Wie nähern sich Ärzte der Problemlösung?

Ärzte verwenden zwei grundlegende Systeme zur Problemlösung, die Daniel Kahneman in seinem Buch “Thinking Fast and Slow” (Schnell und langsam denken) populär gemacht hat.

“System 1” ist schnell und instinktiv. In diesem System verlassen sich Ärzte auf die Mustererkennung, um schnell beurteilen zu können, was mit einem Patienten nicht stimmt. In Notsituationen ist dies oft die einzige Art zu denken, die Ärzte und andere Fachkräfte im Gesundheitswesen Zeit haben, zu verarbeiten. Eine der wichtigsten Fähigkeiten, die Ärzte früh lernen, ist die Unterscheidung zwischen “kranken” und “nicht kranken” Patienten. Viele Menschen sind überrascht zu erfahren, dass es für ein ungeübtes Auge nicht immer offensichtlich ist, welche Patienten sich in einem kritischen Zustand befinden. Aber nachdem wir Hunderte von Patienten mit diesem klassischen, aber schwer zu beschreibenden “kranken” Aussehen gesehen haben, können wir oft erkennen, wer sofort Aufmerksamkeit braucht, nur indem wir sie betrachten. Diese Art des schnellen und intuitiven Denkens kann auch auf bestimmte Krankheitszustände angewendet werden. Es gibt einen einzigartigen Sinn, den ich von einem Patienten bekomme, der einen Herzinfarkt hat, der sich von dem Gefühl unterscheidet, das ich von einem Patienten mit einer überwältigenden Infektion bekomme. System 1 Thinking hilft Ärzten bei der schnellen und intuitiven Beurteilung von Patienten, um zeitkritische Erkrankungen schnell diagnostizieren und behandeln zu können.

In “System 2” ist das Denken langsam, logisch und kalkuliert. Bei einem neuen Fall sammelt der Arzt eine Liste der relevanten Symptome, die der Patient anbietet, und entscheidet dann, welche weiteren Tests er benötigt, um bei der Diagnose zu helfen. Diese Tests sind zunächst so einfach wie bestimmte körperliche Untersuchungsmanöver.

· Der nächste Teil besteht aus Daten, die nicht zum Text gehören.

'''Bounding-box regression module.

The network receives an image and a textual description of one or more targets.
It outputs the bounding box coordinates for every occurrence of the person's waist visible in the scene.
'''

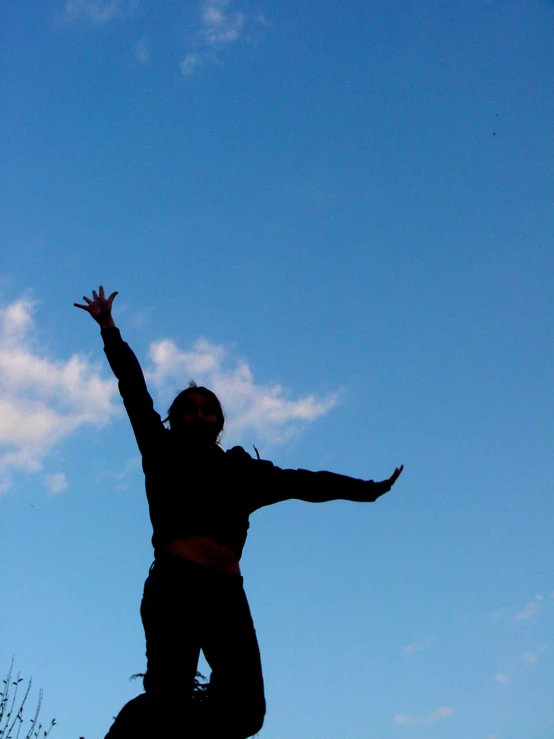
[156,536,241,575]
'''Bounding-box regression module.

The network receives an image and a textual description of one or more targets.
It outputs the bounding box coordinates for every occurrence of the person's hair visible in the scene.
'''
[164,380,225,441]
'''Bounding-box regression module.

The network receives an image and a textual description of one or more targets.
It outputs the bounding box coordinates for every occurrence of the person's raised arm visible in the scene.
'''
[73,285,165,455]
[246,460,404,508]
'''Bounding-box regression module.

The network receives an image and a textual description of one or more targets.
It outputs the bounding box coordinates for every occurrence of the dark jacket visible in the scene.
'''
[101,328,390,560]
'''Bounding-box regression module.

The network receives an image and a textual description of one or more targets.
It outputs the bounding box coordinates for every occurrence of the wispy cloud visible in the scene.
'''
[520,644,548,667]
[180,0,269,77]
[404,637,435,654]
[147,339,339,444]
[394,706,454,724]
[65,0,138,23]
[181,52,201,77]
[0,297,117,491]
[514,594,543,621]
[0,296,339,493]
[45,472,67,495]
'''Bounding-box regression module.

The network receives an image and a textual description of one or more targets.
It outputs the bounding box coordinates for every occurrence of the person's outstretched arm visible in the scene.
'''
[74,286,165,455]
[242,448,404,510]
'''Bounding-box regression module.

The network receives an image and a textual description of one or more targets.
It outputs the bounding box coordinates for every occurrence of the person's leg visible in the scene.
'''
[105,564,202,739]
[200,575,266,739]
[105,693,152,739]
[141,562,204,738]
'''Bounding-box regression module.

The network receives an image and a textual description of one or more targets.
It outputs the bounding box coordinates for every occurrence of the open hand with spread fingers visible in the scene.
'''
[388,464,404,487]
[73,285,117,328]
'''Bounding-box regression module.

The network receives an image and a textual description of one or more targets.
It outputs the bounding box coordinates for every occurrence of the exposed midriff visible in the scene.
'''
[157,536,241,575]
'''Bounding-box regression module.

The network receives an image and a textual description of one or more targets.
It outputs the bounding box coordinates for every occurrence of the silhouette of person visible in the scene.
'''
[74,286,403,739]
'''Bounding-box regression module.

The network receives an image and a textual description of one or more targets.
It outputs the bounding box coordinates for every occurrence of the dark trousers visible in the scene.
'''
[106,554,266,739]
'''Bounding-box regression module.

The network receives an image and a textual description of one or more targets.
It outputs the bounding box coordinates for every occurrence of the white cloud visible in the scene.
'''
[65,0,137,23]
[147,339,338,444]
[180,0,269,77]
[181,52,200,77]
[0,297,338,493]
[45,472,67,495]
[0,297,117,491]
[394,706,454,724]
[404,637,435,654]
[199,0,246,47]
[514,594,543,621]
[520,644,548,667]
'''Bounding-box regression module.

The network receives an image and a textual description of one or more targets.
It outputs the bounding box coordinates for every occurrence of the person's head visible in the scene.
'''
[167,381,225,442]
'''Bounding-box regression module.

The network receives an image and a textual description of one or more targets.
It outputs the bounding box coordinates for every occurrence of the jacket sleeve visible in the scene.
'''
[101,327,165,456]
[246,460,391,510]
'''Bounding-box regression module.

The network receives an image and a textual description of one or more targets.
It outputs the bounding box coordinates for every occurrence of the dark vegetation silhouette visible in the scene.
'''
[0,657,56,739]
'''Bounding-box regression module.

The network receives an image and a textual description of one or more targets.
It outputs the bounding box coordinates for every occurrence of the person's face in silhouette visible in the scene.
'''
[181,393,217,441]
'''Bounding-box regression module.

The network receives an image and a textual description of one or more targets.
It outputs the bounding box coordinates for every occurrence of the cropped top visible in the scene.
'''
[101,327,390,560]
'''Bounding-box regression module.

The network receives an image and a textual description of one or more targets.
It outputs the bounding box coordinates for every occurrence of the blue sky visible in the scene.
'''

Der Arzt wird dann die Symptome des Patienten im Zusammenhang mit den Ergebnissen der körperlichen Untersuchung interpretieren und eine “Differenzialdiagnose” erstellen, eine Liste aller möglichen Diagnosen, die die Präsentation des Patienten erklären könnten. Unter Berücksichtigung dieses “Unterschieds” entscheidet der Arzt in der Regel, welche zusätzlichen Tests, typischerweise Labore oder Bildgebung, dazu beitragen, bestimmte Diagnosen zu regeln oder auszuschließen. In der medizinischen Fakultät wird uns beigebracht, niemals einen Test zu bestellen, es sei denn, das Ergebnis dieses Tests wird helfen, eine bestimmte Krankheit zu beherrschen oder auszuschließen. Es gibt fast nie solide Indikationen für “Routine-Tests” – jedes Mal, wenn ein Arzt einen Test anordnet, sogar einen einfachen Blutabnahme, sollte sie nach etwas Bestimmtem suchen.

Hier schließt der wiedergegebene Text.